Now that we have collected our data, lets work on building a database to store our project data. For this project I have decided to use a PostgreSQL database. The image below provides some planning details to help us implement the database.
Installing and Setting up
On a Linux machine, getting PostgreSQL installed and running is pretty easy and straight forward. Just follow the simple instructions from the PostgreSQL website (here). I have copy/pasted their code instructions below for simplicity. This does work on my Linux/Ubuntu 20.04 Computer.
# Create the file repository configuration:
sudo sh -c 'echo "deb http://apt.postgresql.org/pub/repos/apt $(lsb_release -cs)-pgdg main" > /etc/apt/sources.list.d/pgdg.list'
# Import the repository signing key:
wget --quiet -O - https://www.postgresql.org/media/keys/ACCC4CF8.asc | sudo apt-key add -
# Update the package lists:
sudo apt-get update
# Install the latest version of PostgreSQL.

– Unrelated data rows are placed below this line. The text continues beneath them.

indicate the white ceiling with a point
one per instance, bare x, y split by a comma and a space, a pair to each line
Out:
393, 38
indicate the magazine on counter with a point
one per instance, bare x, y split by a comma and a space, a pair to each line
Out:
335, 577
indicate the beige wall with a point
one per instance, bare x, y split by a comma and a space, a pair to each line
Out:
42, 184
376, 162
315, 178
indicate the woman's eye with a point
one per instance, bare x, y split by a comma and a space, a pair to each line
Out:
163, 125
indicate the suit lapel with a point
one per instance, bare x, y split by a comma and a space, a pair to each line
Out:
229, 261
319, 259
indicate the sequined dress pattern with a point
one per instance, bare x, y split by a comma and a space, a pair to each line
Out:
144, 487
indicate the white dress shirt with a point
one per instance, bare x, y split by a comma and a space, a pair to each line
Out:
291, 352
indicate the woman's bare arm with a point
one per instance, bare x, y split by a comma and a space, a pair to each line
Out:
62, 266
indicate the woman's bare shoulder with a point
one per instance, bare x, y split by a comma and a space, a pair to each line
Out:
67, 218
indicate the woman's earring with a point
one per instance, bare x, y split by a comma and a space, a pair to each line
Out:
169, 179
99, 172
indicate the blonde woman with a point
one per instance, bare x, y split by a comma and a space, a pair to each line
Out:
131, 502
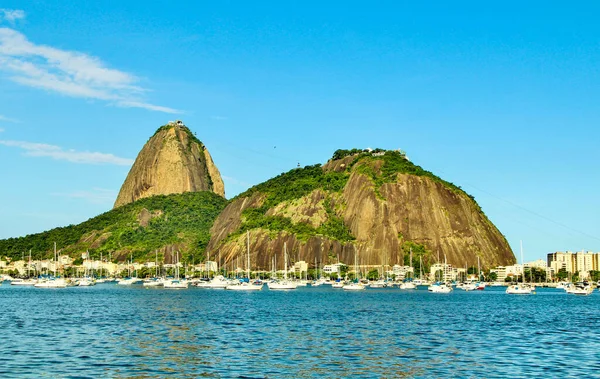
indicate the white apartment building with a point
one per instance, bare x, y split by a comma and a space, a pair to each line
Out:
334, 268
581, 261
449, 273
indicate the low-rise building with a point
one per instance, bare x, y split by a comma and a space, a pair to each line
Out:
300, 266
334, 268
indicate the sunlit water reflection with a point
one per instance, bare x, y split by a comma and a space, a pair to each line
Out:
110, 331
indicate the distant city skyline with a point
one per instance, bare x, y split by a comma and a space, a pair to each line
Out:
500, 100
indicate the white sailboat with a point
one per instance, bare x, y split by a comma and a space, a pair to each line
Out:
523, 288
440, 287
155, 281
25, 282
176, 283
409, 284
284, 284
355, 285
53, 282
246, 286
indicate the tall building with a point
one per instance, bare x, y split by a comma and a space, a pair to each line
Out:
582, 262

# If you want a specific version, use 'postgresql-12' or similar instead of 'postgresql':
sudo apt-get -y install postgresql
Side note with install for an R Package
For one of the R packages below I did have to install libpq-dev
as well. This came up when I was trying to install the package. Once that libpq-dev
was installed I had no other issues on the R side of things.
Starting the service and Accessing
The first command we will give our terminal is to start the PostgreSQL service. We are running version 13 as well.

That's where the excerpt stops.